Google to indefinitely disable comments on President Trump's YouTube channel and temporarily ban new uploads

Donald Trump walks to the White House residence after exiting Marine One upon his return on January 12, 2021 in Washington, DC. (Photo by Drew Angerer/Getty Images)

Officials with Google have taken action against President Donald Trump's YouTube account, days after the deadly riot at the U.S. Capitol.

According to tweets made on YouTube's verified Twitter account, Google, which owns YouTube, will remove new content uploaded to the Donald J. Trump channel for policy violations.

"It now has its 1st strike, and is temporarily prevented from uploading new content for a minimum of seven days," read a portion of the tweet.

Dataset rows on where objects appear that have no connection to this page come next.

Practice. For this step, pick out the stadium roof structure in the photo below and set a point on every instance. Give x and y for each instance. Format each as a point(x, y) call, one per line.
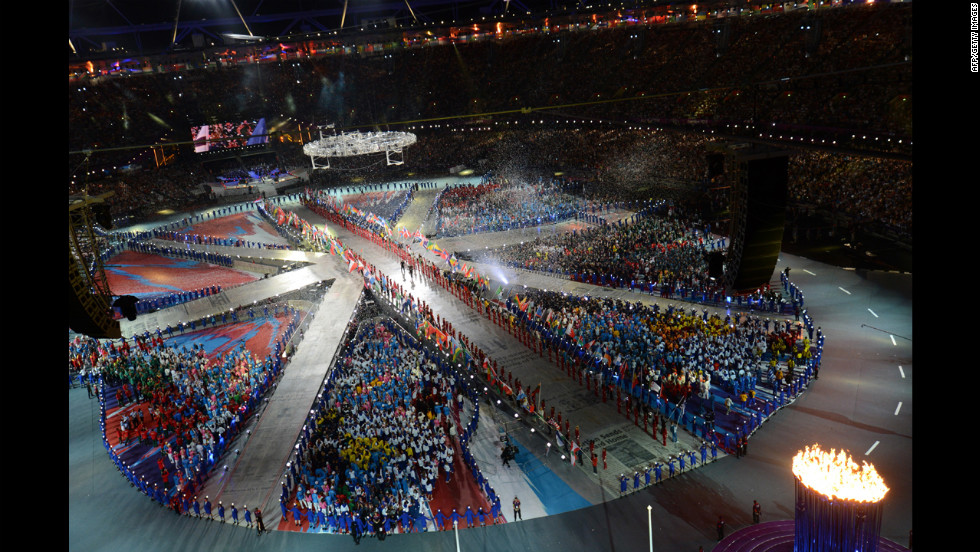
point(350, 144)
point(141, 28)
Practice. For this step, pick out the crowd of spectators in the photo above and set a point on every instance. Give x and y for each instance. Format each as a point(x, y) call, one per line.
point(762, 69)
point(500, 205)
point(669, 353)
point(865, 190)
point(658, 249)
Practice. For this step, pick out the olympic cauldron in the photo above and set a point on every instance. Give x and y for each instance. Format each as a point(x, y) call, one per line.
point(838, 503)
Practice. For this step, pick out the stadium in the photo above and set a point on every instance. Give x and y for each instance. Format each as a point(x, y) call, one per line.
point(489, 275)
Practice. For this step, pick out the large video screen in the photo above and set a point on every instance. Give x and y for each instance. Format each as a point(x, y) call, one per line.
point(225, 136)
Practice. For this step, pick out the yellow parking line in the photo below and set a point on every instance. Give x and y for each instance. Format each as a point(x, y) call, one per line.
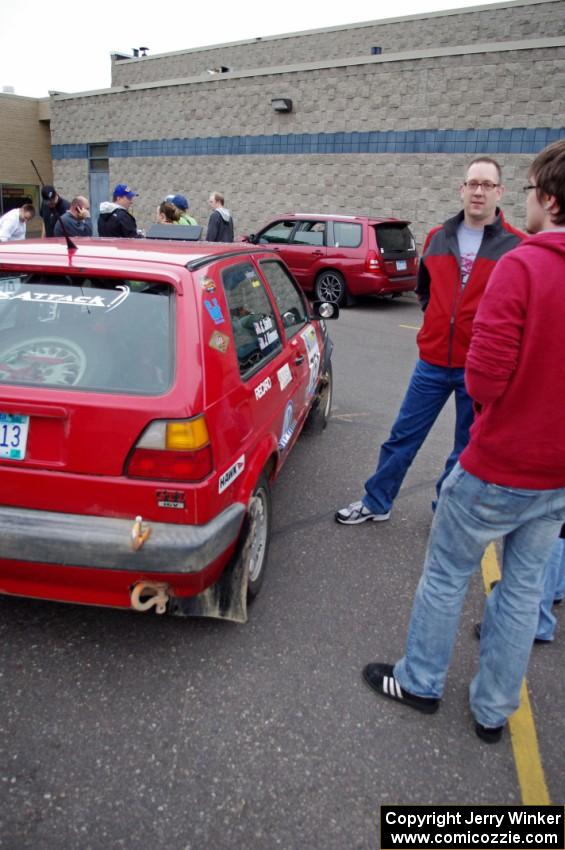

In another tweet, officials say comments will be indefinitely disabled on President Trump's YouTube channel, due to ongoing concerns about violence. Officials note this is also done to other channels where there are safety concerns found in the comments section.

Big Tech taking action against objectionable content following riot

In the aftermath of the riot at the U.S. Capitol, which has resulted in the deaths of at least five people, various social media networks have taken action against Trump and other contents that violate their policies.

On Jan. 7, Facebook officials announce they will disable Trump's Facebook and Instagram accounts indefinitely. Twitter had also permanently suspended Trump's personal account following a review, citing "the risk of further incitement of violence."

On Jan. 8, Reddit officials announced they have banned the subreddit group r/DonaldTrump for "repeated policy violations in recent days regarding the violence at the U.S. Capitol.

Meanwhile, Google and Apple dropped the app "Parler" from their respective app stores, citing a lack of moderation for egregious content. Amazon later suspended the social network from its servers.

Parler had faced criticism following the riot, as screenshots taken from the network and shared on other social media platforms appear to show its users openly discussing plans for violence at the rally that preceded the attack on the Capitol, including bringing weapons and imagining how they would wield them against their political opponents.

On Jan. 11, Twitter announced it has removed more than 70,000 QAnon-associated accounts. The far-right conspiracy theory has existed in the darker corners of the internet since late 2017, but has been creeping into mainstream politics more and more.

The baseless theory centers on an alleged anonymous, high-ranking government official known as "Q" who shares information about anti-Trump government officials, often allegedly tied to Satanism and child sex trafficking.

During the riot, police officers were photographed fending off a man in a "Q" sweatshirt from the Senate chamber. A leading promoter of QAnon was also photographed in Senate chambers wearing bull horns and face paint.

That person, since identified as Jacob Anthony Chansley (commonly known as Jake Angeli) was taken into custody on Jan. 9, and is accused of violent entry and disorderly conduct on Capitol grounds.

The Associated Press (AP) contributed to this report.